Sunday, January 28, 2018

Koessler, Torgler, Feld, and Frey (2016) on Promising to Pay Your Taxes

Ann-Kathrin Koessler, Benno Torgler, Lars P. Feld, and Bruno S. Frey, “Commitment to Pay Taxes: A Field Experiment on the Importance of Promise.” Tax and Transfer Policy Institute, Australian National University, Working Paper 10/2016, November 29, 2016 [pdf here].

 A natural field experiment (n≈2000) is conducted in Switzerland (in 2013); the subjects, Swiss taxpayers, do not know that they are taking part in an experiment. 

 The experiment concerns whether it is possible to encourage timely tax payments by having taxpayers voluntarily promise to remit their taxes on time. One potentially confounding factor, however, is that a new “dunning” policy for late taxpayers is enacted concurrently with the experiment. 

 There are two “promise” treatments. In both cases, subjects are told that if they fill in and return a postcard promising to pay their taxes on time, and then do pay their taxes on time, they will be entered into a lottery. The differences between these two treatments is that in one case the lottery prize is cash  1000 Swiss francs  and in the other, the prize is a wellness spa trip for two, worth approximately 1000 Swiss francs. 

 Both promise treatments have parallel treatments that provide the same lottery to punctual payers, but that do not require or provide the option for the non-binding promise. A control treatment with no lottery or promise completes the collection. 

 Almost one-third of the subjects who are given an opportunity to promise to pay on time make the promise.
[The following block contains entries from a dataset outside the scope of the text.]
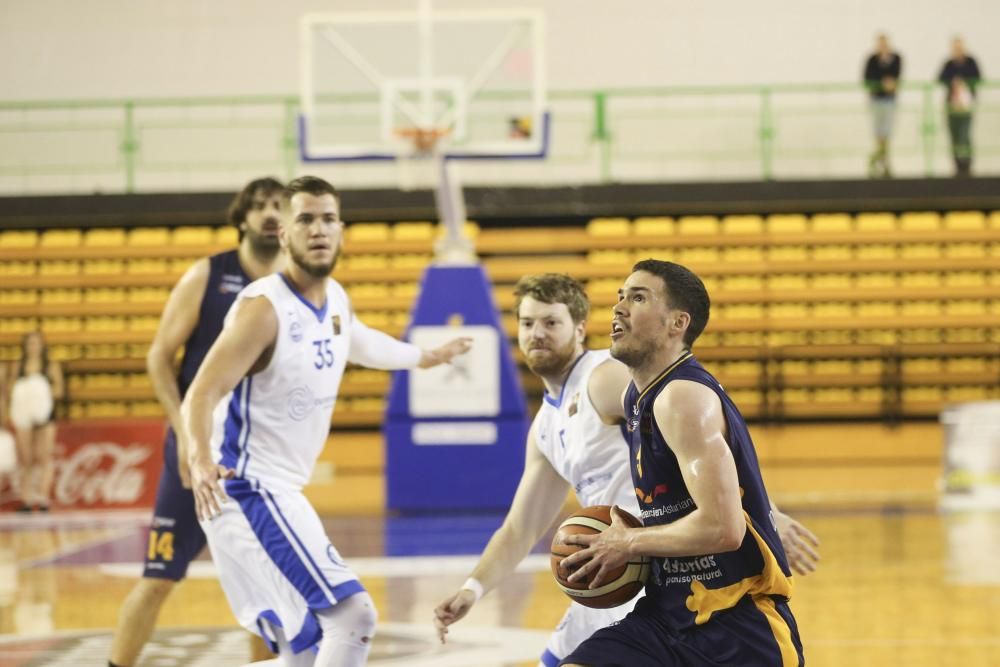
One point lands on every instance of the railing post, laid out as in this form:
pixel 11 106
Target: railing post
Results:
pixel 601 134
pixel 928 129
pixel 290 138
pixel 130 146
pixel 766 135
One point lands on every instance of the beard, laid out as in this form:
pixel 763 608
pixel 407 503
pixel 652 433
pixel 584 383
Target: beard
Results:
pixel 555 361
pixel 314 269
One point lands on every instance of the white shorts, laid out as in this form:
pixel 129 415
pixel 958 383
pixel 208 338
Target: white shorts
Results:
pixel 276 563
pixel 578 624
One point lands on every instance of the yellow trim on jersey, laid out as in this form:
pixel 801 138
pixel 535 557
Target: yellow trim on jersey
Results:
pixel 779 627
pixel 681 359
pixel 771 581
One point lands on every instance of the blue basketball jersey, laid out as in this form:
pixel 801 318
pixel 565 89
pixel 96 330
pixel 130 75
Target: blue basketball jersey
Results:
pixel 225 280
pixel 688 590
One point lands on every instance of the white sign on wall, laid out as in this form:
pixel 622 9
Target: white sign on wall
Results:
pixel 467 387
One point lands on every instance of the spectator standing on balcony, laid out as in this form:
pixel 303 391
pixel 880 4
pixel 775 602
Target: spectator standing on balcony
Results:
pixel 192 320
pixel 36 383
pixel 960 76
pixel 882 72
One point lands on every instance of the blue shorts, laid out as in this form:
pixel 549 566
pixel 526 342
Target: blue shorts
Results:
pixel 175 538
pixel 759 633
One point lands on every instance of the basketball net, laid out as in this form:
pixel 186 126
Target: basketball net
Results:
pixel 423 166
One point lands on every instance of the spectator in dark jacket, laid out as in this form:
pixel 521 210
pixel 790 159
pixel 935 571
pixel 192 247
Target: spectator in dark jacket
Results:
pixel 960 76
pixel 882 71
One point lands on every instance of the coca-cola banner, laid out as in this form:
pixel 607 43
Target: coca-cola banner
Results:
pixel 103 464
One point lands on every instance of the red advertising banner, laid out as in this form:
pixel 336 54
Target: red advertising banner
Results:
pixel 103 464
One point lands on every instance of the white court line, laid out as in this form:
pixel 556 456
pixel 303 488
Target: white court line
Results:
pixel 399 566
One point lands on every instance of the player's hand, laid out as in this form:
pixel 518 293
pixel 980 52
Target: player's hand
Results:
pixel 602 552
pixel 452 609
pixel 799 543
pixel 208 494
pixel 446 352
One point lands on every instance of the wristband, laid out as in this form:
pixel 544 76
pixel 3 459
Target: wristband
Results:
pixel 472 584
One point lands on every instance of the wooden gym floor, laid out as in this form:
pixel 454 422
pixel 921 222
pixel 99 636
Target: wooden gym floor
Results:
pixel 900 583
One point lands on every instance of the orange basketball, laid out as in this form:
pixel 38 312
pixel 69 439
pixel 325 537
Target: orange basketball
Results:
pixel 623 584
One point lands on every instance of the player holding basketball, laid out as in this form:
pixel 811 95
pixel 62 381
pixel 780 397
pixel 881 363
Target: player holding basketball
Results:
pixel 258 414
pixel 719 585
pixel 192 319
pixel 576 439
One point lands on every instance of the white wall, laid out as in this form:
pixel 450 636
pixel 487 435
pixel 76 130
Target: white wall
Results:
pixel 113 48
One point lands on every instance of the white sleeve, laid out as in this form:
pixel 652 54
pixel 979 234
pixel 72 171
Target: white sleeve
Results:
pixel 373 349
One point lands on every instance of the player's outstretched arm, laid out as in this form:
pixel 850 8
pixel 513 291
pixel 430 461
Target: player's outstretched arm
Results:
pixel 799 542
pixel 690 417
pixel 537 502
pixel 248 338
pixel 179 318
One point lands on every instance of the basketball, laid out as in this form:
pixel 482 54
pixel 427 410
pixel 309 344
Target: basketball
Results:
pixel 623 583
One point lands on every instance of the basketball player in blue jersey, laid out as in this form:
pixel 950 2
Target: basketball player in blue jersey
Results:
pixel 575 441
pixel 258 415
pixel 192 319
pixel 719 586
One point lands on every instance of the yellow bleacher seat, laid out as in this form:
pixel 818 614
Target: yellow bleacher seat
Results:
pixel 60 238
pixel 961 220
pixel 653 226
pixel 149 237
pixel 227 236
pixel 876 251
pixel 18 238
pixel 413 231
pixel 103 267
pixel 104 237
pixel 192 236
pixel 875 222
pixel 610 227
pixel 924 221
pixel 788 253
pixel 147 266
pixel 786 224
pixel 825 223
pixel 742 224
pixel 967 250
pixel 367 231
pixel 920 250
pixel 53 297
pixel 693 225
pixel 59 267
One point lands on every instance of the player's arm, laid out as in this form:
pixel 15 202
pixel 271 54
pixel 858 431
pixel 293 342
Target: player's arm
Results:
pixel 608 382
pixel 539 498
pixel 689 415
pixel 179 318
pixel 249 336
pixel 374 349
pixel 799 542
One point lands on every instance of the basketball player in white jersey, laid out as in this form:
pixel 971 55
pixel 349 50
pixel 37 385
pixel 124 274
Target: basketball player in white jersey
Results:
pixel 576 440
pixel 257 416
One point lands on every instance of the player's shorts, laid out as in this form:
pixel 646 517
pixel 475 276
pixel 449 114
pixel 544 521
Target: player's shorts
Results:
pixel 276 564
pixel 175 538
pixel 578 624
pixel 757 632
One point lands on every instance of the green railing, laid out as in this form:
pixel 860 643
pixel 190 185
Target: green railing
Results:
pixel 627 134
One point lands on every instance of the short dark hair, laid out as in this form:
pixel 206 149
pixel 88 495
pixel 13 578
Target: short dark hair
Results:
pixel 313 185
pixel 685 291
pixel 554 288
pixel 238 208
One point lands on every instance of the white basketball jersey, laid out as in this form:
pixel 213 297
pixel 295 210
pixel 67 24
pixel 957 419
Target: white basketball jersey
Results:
pixel 588 453
pixel 273 425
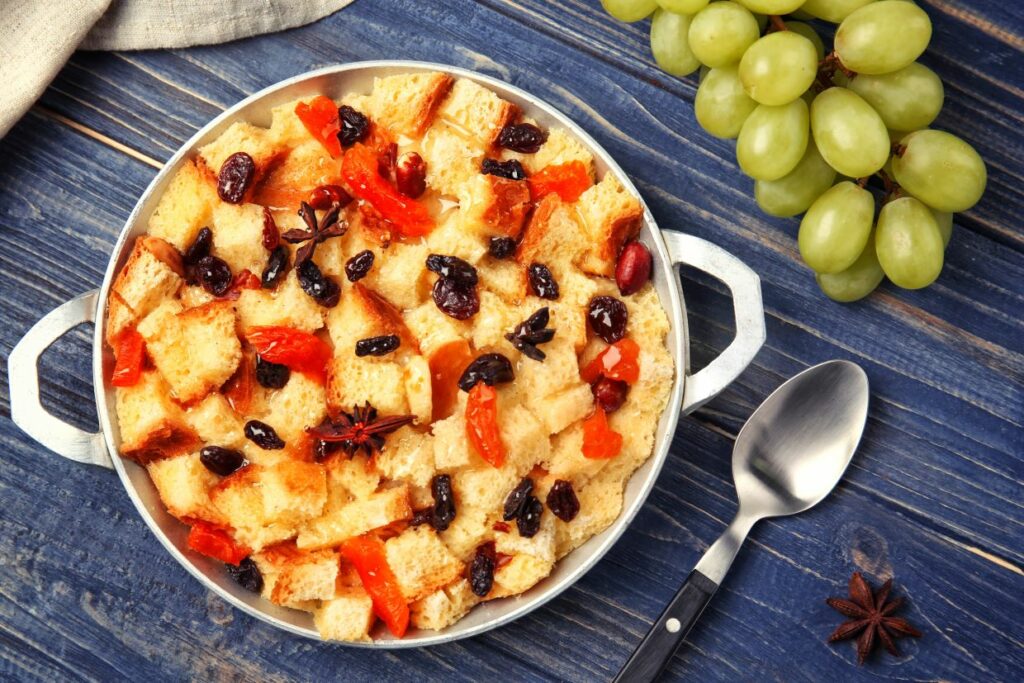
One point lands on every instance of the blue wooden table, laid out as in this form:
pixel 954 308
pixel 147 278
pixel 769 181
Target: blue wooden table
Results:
pixel 933 498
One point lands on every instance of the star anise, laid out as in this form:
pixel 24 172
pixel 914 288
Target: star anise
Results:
pixel 359 429
pixel 870 617
pixel 317 231
pixel 531 332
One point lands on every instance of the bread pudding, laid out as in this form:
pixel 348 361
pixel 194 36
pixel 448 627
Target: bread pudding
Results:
pixel 393 355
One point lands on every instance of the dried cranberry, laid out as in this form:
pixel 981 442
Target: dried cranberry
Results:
pixel 236 175
pixel 247 574
pixel 502 247
pixel 452 267
pixel 516 499
pixel 492 369
pixel 607 316
pixel 323 290
pixel 271 375
pixel 528 521
pixel 562 501
pixel 214 274
pixel 220 461
pixel 271 236
pixel 524 137
pixel 377 345
pixel 263 435
pixel 510 169
pixel 481 571
pixel 354 126
pixel 326 197
pixel 357 266
pixel 542 282
pixel 276 266
pixel 459 301
pixel 443 513
pixel 609 394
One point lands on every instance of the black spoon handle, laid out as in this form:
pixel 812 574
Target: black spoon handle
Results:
pixel 669 631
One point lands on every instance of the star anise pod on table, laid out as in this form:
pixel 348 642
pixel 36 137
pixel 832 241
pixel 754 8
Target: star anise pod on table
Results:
pixel 359 429
pixel 870 617
pixel 317 231
pixel 530 333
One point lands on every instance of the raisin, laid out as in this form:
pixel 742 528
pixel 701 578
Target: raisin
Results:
pixel 458 301
pixel 562 501
pixel 528 521
pixel 515 500
pixel 213 274
pixel 481 571
pixel 524 137
pixel 542 282
pixel 502 247
pixel 609 394
pixel 377 345
pixel 357 266
pixel 220 461
pixel 452 267
pixel 323 290
pixel 510 169
pixel 236 175
pixel 271 375
pixel 607 316
pixel 247 574
pixel 492 369
pixel 276 266
pixel 354 126
pixel 263 435
pixel 443 513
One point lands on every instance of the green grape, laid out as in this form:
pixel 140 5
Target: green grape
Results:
pixel 795 191
pixel 771 6
pixel 772 140
pixel 908 243
pixel 832 10
pixel 721 33
pixel 670 44
pixel 906 99
pixel 808 32
pixel 722 105
pixel 849 133
pixel 856 282
pixel 778 68
pixel 630 10
pixel 941 170
pixel 883 37
pixel 683 6
pixel 836 227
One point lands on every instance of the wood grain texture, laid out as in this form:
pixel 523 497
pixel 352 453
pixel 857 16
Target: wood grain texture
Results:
pixel 934 496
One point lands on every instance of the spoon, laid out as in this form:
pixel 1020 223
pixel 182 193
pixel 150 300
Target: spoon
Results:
pixel 787 457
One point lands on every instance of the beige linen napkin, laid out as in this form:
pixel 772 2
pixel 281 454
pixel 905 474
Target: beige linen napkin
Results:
pixel 38 36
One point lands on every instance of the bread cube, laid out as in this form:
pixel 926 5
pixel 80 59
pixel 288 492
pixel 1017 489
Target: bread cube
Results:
pixel 287 306
pixel 406 103
pixel 420 561
pixel 185 207
pixel 611 216
pixel 152 425
pixel 349 615
pixel 357 517
pixel 477 112
pixel 183 484
pixel 197 350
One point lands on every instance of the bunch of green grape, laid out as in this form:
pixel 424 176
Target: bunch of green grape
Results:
pixel 814 128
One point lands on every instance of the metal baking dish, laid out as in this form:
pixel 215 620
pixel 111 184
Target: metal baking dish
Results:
pixel 670 249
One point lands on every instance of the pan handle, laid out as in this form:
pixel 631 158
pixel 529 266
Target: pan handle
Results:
pixel 700 387
pixel 23 374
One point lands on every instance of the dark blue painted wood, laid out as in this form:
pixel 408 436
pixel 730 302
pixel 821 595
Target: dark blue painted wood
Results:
pixel 933 498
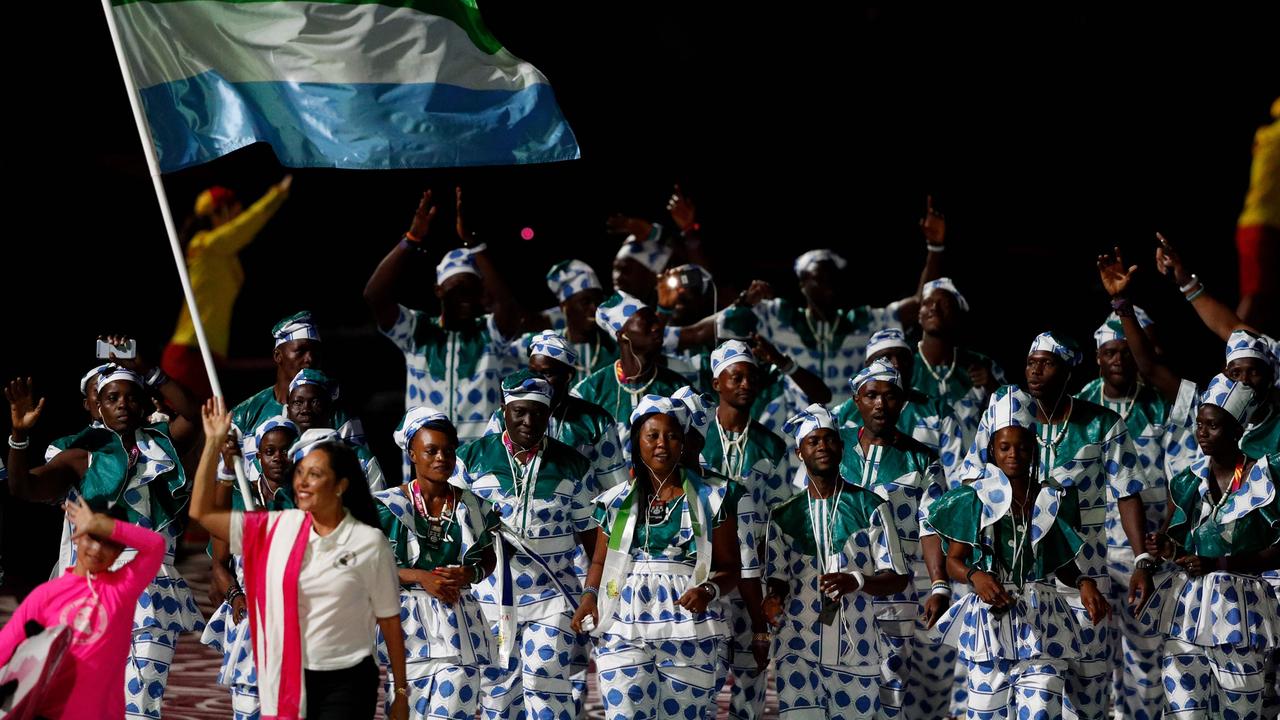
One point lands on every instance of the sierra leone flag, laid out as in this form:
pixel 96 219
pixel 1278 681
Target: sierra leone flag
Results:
pixel 337 83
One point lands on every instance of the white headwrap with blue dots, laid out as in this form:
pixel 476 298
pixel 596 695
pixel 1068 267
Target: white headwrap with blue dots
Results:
pixel 650 253
pixel 700 408
pixel 885 340
pixel 1114 327
pixel 1229 395
pixel 551 343
pixel 615 311
pixel 809 260
pixel 731 352
pixel 661 405
pixel 813 418
pixel 457 261
pixel 295 327
pixel 1048 342
pixel 880 370
pixel 571 277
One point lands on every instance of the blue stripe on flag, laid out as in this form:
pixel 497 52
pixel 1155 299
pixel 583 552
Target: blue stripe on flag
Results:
pixel 374 126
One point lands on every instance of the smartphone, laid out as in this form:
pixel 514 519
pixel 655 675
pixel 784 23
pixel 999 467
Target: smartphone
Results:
pixel 106 350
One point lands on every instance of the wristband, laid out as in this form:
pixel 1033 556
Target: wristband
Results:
pixel 862 579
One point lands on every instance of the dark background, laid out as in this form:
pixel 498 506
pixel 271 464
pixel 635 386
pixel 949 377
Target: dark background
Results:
pixel 1045 135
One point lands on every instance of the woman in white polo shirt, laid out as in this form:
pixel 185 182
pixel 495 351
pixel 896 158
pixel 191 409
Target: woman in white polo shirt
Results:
pixel 318 579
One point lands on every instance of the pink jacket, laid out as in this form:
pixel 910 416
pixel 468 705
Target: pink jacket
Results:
pixel 101 632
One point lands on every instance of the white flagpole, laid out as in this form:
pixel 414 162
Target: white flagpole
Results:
pixel 163 199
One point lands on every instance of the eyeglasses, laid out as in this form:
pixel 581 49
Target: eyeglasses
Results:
pixel 314 404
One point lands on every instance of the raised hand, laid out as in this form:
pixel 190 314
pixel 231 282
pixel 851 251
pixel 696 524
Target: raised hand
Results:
pixel 23 410
pixel 137 363
pixel 1115 277
pixel 1097 606
pixel 1168 261
pixel 423 218
pixel 933 224
pixel 933 609
pixel 681 209
pixel 218 422
pixel 457 214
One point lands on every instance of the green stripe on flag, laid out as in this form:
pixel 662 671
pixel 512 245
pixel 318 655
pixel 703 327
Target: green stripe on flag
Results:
pixel 462 13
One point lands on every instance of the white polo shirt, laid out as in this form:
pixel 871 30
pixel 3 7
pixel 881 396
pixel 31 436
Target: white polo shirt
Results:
pixel 347 580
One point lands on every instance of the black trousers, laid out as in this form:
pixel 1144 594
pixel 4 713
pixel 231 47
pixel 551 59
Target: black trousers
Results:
pixel 350 693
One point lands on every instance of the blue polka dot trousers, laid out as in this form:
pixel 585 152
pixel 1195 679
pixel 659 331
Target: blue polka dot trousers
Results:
pixel 673 679
pixel 535 683
pixel 438 691
pixel 146 671
pixel 1028 689
pixel 1211 682
pixel 812 691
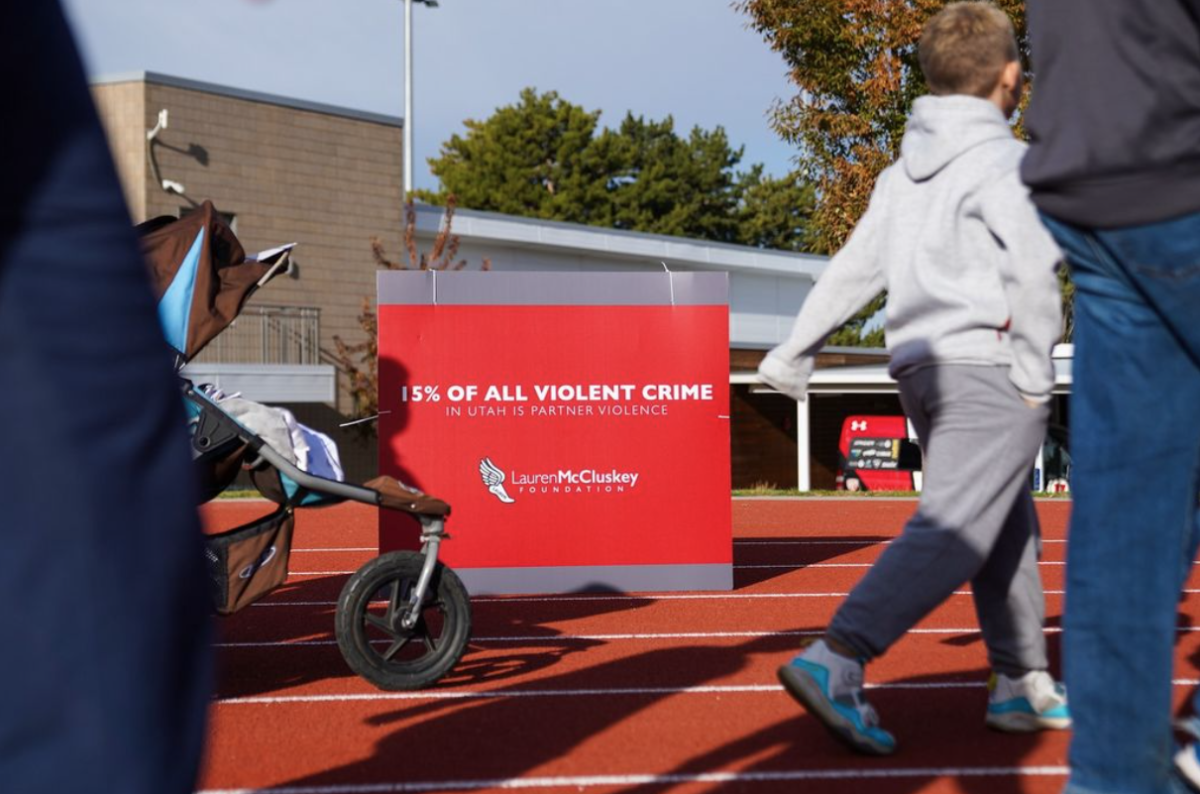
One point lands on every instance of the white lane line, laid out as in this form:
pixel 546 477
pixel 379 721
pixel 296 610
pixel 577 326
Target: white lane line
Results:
pixel 639 691
pixel 814 541
pixel 553 639
pixel 648 599
pixel 598 781
pixel 864 541
pixel 795 566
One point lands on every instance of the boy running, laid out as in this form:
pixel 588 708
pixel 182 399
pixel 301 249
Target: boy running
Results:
pixel 972 313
The willingness to promise is a pretty strong signal both of whether you have paid on time in the past, and of whether you will pay on time this year. 

 Those who were in the spa lottery and who made the promise saw a significant jump in their compliance rates. But the lotteries with promise opportunities do not seem to do any better overall than the lotteries without the promise opportunities. 

 My takeaway, perhaps not as optimistic as that of the authors, is that the “promise” intervention is pretty weak tea.